Cost reduction is the driving force behind countless business and HR decisions. That’s why many companies choose to work with PEOs (Professional Employer Organizations). However, some businesses are under the wrong impression that PEOs save time but don’t save money.
The origin of the myth is simple. While many aspects of working with common HR outsourcing forms are beneficial, they primarily save you time rather than money.
Meanwhile, a professional employer organization offers several ways to reduce costs. According to a 2019 study by the National Association of Professional Employer Organizations, the average ROI of working with a PEO is 27.2%.
Let’s debunk the cost reduction myth.
Do Other HR Outsourcing Solutions Reduce Costs?
Besides PEO, other types of HR outsourcing services are:
- Dedicated Payroll Processors – Companies that take over your payroll calculation, administration, and compliance.
- Administrative Services Organizations (ASOs) – Companies that offer selective HR support, including payroll processing, benefits administration, and compliance guidance.
These solutions come with a variety of benefits. However, most of them have to do with saving time for your internal HR team.
By delegating time-consuming payroll processing or benefits administration to an HR support partner, your HR department gains valuable time to focus on core functions that include improving company culture, resolving employee conflicts, focusing on leadership development, supporting DEI, and more.
However, neither of the above solutions comes with direct cost-reducing benefits.
How do PEOs Reduce Costs?
Just as other HR outsourcing solutions, professional employer organizations can help your HR team save money. Additionally, they can do what others cannot – cut costs. Here is how.
HR Administration
One of the key reasons why companies outsource HR is the need to delegate administrative tasks, such as payroll processing (that can take 10+ hours per month) and benefits administration.
Similar to payroll processors and ASOs, a PEO can handle all the necessary administrative tasks to give your internal team enough time to focus on key HR functions.
However, unlike ASOs and payment processors, a PEO can also remit payroll taxes, using its own EIN (Employer Identification Number). This doesn’t just save you time but also cuts costs associated with tax-paying liability and compliance.
Workers Compensation
Depending on the state you live in, outsourcing HR to a PEO can reduce workers’ comp costs. By taking advantage of the PEO’s experience rate, you can pay lower premiums on workers’ compensation insurance.
This is especially important for new companies without any claim history. As you become a part of the PEO’s client pool, each claim starts having a less drastic effect on the premium.

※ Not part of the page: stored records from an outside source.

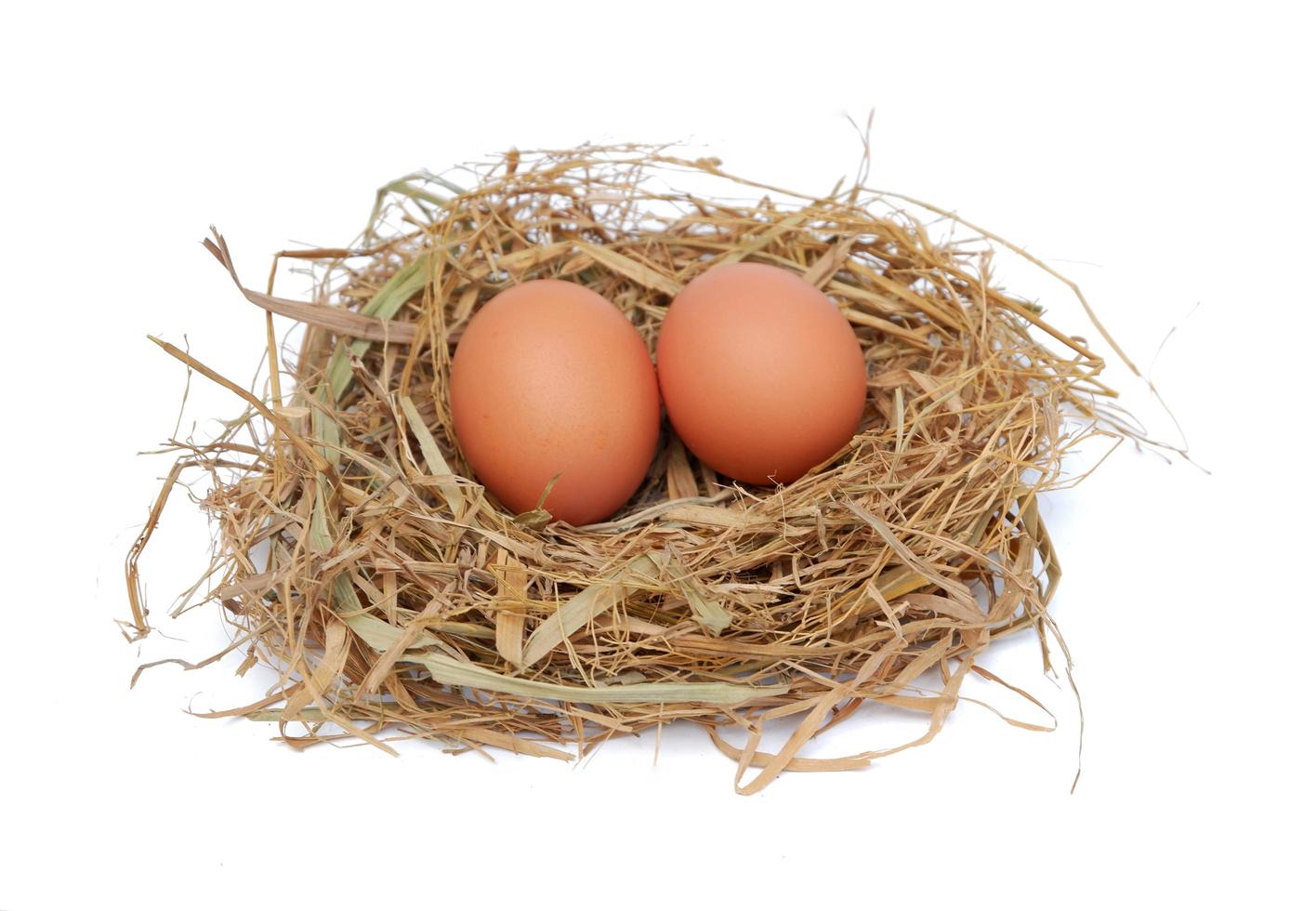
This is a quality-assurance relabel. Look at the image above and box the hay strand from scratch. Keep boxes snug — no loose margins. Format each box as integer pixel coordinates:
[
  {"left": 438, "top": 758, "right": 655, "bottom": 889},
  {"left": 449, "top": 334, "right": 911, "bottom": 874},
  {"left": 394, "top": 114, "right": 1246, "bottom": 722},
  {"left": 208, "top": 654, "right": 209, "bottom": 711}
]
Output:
[{"left": 125, "top": 145, "right": 1126, "bottom": 794}]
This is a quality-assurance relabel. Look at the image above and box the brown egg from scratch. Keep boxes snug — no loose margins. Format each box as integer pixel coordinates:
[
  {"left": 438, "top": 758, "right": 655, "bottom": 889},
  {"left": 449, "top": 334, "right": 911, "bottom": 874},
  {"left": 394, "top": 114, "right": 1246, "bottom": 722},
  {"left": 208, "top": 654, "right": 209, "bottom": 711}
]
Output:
[
  {"left": 449, "top": 281, "right": 658, "bottom": 525},
  {"left": 658, "top": 263, "right": 867, "bottom": 484}
]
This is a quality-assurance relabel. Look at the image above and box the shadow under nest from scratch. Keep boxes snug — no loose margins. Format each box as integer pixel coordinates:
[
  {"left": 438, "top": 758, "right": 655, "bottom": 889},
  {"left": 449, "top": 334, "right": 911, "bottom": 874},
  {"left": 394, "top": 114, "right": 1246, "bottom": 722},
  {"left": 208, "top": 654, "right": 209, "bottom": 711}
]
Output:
[{"left": 127, "top": 146, "right": 1119, "bottom": 793}]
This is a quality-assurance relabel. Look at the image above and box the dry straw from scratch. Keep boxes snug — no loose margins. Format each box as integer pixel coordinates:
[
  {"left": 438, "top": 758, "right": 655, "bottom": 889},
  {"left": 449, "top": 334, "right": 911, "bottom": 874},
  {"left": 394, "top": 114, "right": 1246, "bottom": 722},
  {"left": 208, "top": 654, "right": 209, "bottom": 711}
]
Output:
[{"left": 125, "top": 146, "right": 1132, "bottom": 794}]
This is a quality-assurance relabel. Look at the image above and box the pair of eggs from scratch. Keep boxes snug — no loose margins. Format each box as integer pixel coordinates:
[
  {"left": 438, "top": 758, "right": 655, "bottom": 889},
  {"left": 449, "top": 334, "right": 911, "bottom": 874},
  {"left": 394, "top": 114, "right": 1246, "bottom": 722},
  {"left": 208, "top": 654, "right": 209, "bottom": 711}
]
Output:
[{"left": 449, "top": 263, "right": 867, "bottom": 525}]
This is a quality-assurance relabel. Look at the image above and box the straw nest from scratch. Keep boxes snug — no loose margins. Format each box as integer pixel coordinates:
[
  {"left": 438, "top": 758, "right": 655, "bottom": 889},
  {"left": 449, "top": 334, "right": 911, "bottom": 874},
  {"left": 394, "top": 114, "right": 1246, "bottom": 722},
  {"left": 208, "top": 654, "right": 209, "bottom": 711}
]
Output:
[{"left": 127, "top": 146, "right": 1119, "bottom": 793}]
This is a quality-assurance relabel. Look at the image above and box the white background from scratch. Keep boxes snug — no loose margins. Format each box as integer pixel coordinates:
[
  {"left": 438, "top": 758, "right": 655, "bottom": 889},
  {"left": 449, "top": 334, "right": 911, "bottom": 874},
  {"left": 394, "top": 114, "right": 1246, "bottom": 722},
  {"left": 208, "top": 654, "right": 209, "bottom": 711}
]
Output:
[{"left": 0, "top": 1, "right": 1316, "bottom": 911}]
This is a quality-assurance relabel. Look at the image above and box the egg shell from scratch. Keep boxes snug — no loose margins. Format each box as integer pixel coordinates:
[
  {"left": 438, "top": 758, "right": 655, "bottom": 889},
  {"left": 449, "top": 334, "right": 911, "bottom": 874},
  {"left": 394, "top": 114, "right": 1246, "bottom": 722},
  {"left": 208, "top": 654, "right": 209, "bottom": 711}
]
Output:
[
  {"left": 658, "top": 263, "right": 867, "bottom": 484},
  {"left": 449, "top": 279, "right": 659, "bottom": 525}
]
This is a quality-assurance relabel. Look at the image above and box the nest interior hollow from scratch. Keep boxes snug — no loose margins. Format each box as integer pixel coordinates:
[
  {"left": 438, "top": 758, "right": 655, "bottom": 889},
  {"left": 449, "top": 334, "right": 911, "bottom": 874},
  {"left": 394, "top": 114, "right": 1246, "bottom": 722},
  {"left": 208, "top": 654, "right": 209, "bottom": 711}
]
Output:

Other ways a PEO can reduce workers’ comp costs include:
- Designing high-quality return to work programs.
- Identifying and managing workplace risks.
- Arranging employee safety training.
The PEO also takes care of workers’ comp policy compliance with state and federal regulations, helping you avoid related fines.
Group Health Insurance
Many small companies can’t afford high-quality health insurance. When settling for less-than-satisfactory options is out of the question, business owners struggle to cover high premium costs.
PEOs use economies of scale to give their clients an opportunity to use high-quality employee healthcare benefits at a reasonable price.
Taking advantage of excellent benefits doesn’t just reduce costs, it helps small and midsize businesses position themselves as employers of choice.
Retirement Plans
More than 30% of private industry workers don’t have access to retirement plans. The main reasons why small and midsize companies struggle to find a good retirement plan for their employees are compliance difficulties and high administrative costs.
When you partner with a PEO, you can join the outsourcing solution’s retirement plan as a co-sponsor. The PEO can use economies of scale to offer better less expensive options. Meanwhile, a team of experts can take care of all costly administrative tasks that include auditing, plan management, and non-discrimination testing.
Unemployment Insurance Management
Handling unemployment claims can be time-consuming and costly. A PEO can take care of unemployment insurance premium management and ensure each claim’s validity. If an employee files a claim, PEO can represent your company at the hearings.
Depending on the state you work in, you may have access to PEO’s claim history, which can reduce the cost of your premiums.
Personnel Costs
With the median salary of an HR specialist in the United States exceeding $60,000, hiring a large HR department is beyond something small businesses can afford. When you factor in recruiting, onboarding, training, and retention costs, supporting such a team becomes a serious challenge.
By working with a PEO, you can delegate the majority of HR functions to a team of experts. This prevents you from hiring extra HR department employees.
Keep in mind that partnering with a PEO doesn’t mean replacing your internal team. However, it can help you avoid extra hiring costs.
Myth Busted
While such HR outsourcing solutions as ASO and payroll processors can’t provide a consistently positive ROI, a reliable PEO can.
By handling payroll taxes, using economies of scale for employee benefits, and ensuring HR compliance, a PEO is both a time-saving and cost-cutting solution.
PEOs don’t just reduce costs. They allow your company to take advantage of new money-saving opportunities that don’t have anything to do with outsourcing.